How to characterize the kernels of pure states on a $C^*$-algebra?

If $$A$$ is a commutative $$C^*$$ $$*$$-algebra, then the kernel of a nontrivial character is a maximal ideal.

If $$A$$ is an arbitrary $$C^*$$-algebra, what kind of subspace is the kernel of a pure state?

The motivation is the following: in the commutative case, we have the $$C^*$$-algebra version of the Stone-Weierstrass theorem, in which the concept of "character" (or, equivalently: maximal ideal) is central; if the algebra is no longer commutative, the space of characters (the spectrum of the algebra) is replaced by the pure state space. I would therefore like to understand what the correspondence between characters and maximal ideals changes into when the underlying algebra is no longer commutative.

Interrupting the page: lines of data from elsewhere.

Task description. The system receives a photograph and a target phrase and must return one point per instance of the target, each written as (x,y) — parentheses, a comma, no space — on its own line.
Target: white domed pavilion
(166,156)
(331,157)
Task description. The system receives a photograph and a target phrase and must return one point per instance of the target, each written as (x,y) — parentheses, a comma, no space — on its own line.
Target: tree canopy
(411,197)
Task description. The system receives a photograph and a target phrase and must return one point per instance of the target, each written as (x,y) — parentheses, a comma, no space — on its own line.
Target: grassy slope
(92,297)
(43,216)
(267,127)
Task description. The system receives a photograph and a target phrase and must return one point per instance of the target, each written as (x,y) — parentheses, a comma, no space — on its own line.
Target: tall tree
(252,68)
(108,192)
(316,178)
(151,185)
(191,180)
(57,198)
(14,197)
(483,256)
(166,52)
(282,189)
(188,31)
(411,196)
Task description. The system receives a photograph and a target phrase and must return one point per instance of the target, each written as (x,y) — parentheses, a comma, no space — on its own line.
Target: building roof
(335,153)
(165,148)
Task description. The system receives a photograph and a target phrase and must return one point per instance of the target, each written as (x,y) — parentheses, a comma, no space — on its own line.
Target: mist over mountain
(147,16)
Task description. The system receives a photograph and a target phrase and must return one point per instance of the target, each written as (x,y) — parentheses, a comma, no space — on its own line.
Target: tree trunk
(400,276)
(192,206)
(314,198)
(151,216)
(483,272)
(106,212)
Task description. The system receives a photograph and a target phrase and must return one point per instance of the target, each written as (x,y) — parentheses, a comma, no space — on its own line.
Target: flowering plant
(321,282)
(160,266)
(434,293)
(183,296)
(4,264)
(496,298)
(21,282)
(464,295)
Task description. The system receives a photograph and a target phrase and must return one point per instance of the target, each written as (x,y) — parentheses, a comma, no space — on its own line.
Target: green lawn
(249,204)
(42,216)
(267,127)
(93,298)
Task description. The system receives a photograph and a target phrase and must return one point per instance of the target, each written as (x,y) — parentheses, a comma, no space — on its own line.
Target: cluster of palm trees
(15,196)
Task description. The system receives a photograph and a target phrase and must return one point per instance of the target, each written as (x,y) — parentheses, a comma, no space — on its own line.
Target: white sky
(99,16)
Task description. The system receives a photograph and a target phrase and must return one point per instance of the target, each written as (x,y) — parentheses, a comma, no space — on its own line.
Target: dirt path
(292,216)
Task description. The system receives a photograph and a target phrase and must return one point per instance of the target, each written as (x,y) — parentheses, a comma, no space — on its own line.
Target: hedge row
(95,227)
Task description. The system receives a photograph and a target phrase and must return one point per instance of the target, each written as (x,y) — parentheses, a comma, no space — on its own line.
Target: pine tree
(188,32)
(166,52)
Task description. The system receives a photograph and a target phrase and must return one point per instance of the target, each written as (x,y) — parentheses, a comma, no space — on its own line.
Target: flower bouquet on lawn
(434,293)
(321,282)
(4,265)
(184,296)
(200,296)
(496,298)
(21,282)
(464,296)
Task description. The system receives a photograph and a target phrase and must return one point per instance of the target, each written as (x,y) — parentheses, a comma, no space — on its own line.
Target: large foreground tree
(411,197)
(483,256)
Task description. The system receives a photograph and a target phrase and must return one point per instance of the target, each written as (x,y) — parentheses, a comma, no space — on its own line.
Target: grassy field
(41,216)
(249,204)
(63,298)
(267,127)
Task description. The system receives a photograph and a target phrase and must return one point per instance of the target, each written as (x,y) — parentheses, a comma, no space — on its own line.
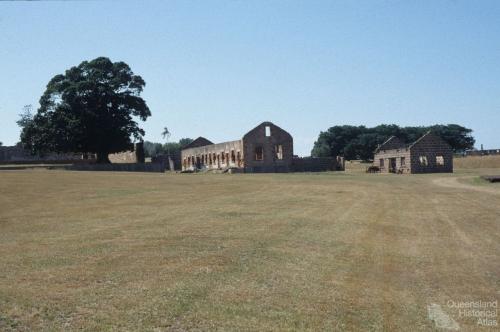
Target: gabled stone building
(429,154)
(265,149)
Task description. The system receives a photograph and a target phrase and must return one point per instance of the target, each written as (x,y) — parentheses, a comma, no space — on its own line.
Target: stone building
(265,149)
(428,154)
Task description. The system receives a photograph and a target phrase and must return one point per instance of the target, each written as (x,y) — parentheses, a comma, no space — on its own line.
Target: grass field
(174,252)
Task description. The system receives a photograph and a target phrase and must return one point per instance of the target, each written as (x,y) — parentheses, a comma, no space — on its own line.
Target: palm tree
(166,136)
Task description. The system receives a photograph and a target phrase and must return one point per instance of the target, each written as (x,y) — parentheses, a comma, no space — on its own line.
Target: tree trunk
(102,158)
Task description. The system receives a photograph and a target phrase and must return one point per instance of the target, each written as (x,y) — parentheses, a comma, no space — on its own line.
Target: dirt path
(453,183)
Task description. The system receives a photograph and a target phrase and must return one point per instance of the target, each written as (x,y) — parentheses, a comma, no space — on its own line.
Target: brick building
(265,149)
(428,154)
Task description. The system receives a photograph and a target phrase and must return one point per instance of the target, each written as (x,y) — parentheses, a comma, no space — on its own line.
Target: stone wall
(120,167)
(276,145)
(18,155)
(310,164)
(433,149)
(429,154)
(133,156)
(400,156)
(213,156)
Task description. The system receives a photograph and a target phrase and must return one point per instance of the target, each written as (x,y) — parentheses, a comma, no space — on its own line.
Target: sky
(219,68)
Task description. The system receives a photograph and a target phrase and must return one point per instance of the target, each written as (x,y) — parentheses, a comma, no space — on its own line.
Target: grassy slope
(475,162)
(330,251)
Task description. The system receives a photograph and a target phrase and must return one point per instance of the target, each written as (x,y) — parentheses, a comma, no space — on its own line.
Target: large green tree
(359,142)
(92,107)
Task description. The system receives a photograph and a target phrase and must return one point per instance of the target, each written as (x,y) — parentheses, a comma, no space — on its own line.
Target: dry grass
(331,251)
(474,162)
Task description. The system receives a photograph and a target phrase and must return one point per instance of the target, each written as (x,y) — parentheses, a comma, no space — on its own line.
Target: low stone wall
(130,167)
(310,164)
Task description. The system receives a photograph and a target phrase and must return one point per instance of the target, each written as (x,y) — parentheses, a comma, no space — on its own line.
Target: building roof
(200,141)
(392,143)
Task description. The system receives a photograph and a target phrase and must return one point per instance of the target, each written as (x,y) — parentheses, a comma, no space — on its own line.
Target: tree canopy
(90,108)
(359,142)
(153,149)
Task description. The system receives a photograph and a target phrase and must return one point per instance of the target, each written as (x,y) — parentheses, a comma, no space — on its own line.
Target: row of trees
(359,142)
(94,107)
(171,148)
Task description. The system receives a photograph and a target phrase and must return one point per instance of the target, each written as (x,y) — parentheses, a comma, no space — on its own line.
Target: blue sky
(218,68)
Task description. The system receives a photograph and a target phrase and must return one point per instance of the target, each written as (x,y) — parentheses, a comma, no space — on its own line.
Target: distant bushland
(359,142)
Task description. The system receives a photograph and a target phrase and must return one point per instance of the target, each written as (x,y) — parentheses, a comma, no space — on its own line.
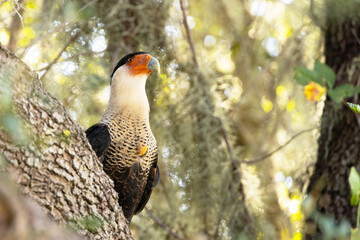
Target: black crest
(124,59)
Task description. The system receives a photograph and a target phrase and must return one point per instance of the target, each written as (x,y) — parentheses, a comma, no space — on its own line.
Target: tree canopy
(237,136)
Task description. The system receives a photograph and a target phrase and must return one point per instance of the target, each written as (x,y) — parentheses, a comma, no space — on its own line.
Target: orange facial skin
(138,64)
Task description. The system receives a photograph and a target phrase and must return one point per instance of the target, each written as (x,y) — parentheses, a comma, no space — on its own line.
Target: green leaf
(354,180)
(300,79)
(354,107)
(310,75)
(325,72)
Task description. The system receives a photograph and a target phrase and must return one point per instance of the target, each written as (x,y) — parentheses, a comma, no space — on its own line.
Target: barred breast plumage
(125,165)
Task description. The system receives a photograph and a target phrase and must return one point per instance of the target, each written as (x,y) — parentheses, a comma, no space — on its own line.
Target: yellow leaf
(4,37)
(142,149)
(290,106)
(297,236)
(313,92)
(266,105)
(280,90)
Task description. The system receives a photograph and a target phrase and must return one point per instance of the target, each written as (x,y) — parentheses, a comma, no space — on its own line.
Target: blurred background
(237,138)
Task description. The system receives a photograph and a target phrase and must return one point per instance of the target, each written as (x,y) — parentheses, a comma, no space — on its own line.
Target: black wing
(99,138)
(153,180)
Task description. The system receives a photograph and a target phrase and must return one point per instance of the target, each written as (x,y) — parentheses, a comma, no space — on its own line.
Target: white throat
(128,94)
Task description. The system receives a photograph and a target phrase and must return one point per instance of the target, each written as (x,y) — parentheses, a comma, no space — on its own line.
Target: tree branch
(159,222)
(267,155)
(188,34)
(55,165)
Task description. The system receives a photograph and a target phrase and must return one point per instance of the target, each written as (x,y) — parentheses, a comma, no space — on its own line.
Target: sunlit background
(243,93)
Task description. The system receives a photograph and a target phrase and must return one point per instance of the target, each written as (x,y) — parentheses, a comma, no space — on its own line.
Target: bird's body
(123,139)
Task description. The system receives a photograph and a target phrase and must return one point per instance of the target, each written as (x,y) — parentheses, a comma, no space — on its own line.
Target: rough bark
(55,166)
(340,131)
(22,218)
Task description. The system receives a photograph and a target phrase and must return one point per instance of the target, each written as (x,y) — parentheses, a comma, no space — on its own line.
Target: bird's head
(135,65)
(128,83)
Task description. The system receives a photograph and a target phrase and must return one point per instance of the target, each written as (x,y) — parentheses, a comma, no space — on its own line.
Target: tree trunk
(340,132)
(54,165)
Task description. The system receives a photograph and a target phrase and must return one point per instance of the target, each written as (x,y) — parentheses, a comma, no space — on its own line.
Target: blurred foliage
(239,103)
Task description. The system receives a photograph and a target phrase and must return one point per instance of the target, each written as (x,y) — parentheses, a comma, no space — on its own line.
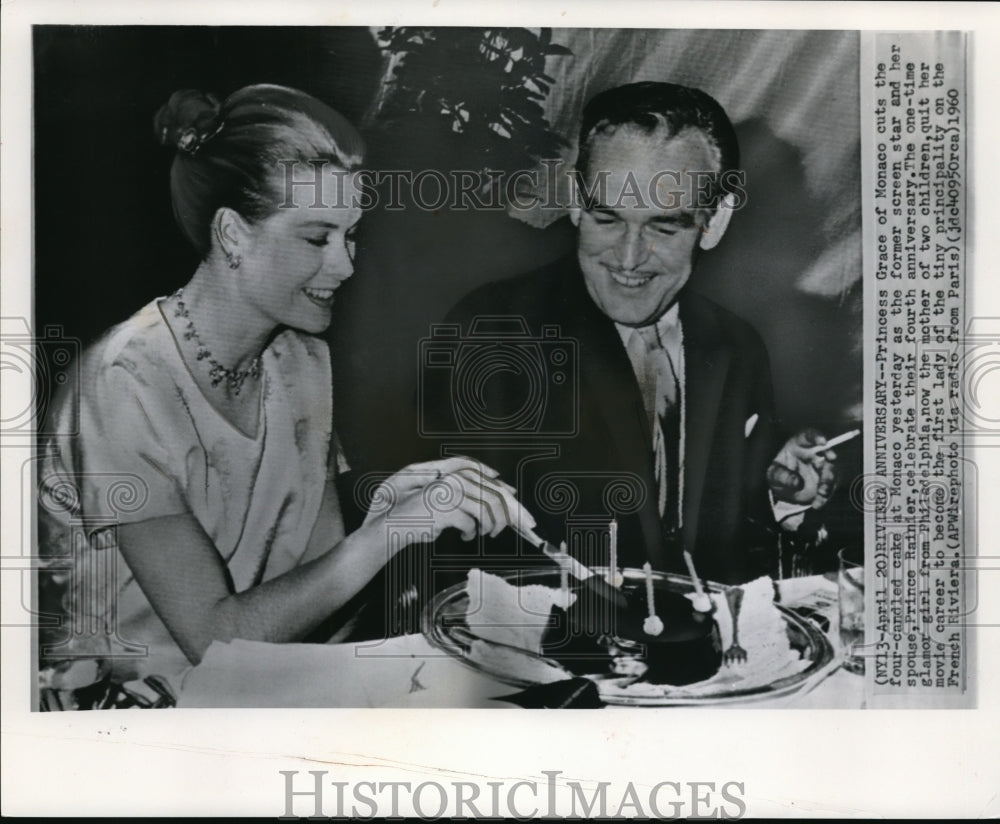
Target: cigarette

• The set of pure states is in bijection with the set of all modular maximal left ideals of $A$. This is not an exact answer to the question you ask, but I thought it might interest you. Aug 25, 2021 at 9:27

$\tau$ is a pure state and $\tau(a)=0$. Then $a=b+c$ for some $b,c$ with $\tau (b^*b)=\tau(cc^*)=0$.
I believe you can conclude a state is pure iff its kernel is equal to $$I+I*$$ where $$I$$ is a left ideal. The first direction is obvious. To show the converse, according to the second post, we have that $$I$$ is the kernel of a state and hence, by the first post, we know that state is pure.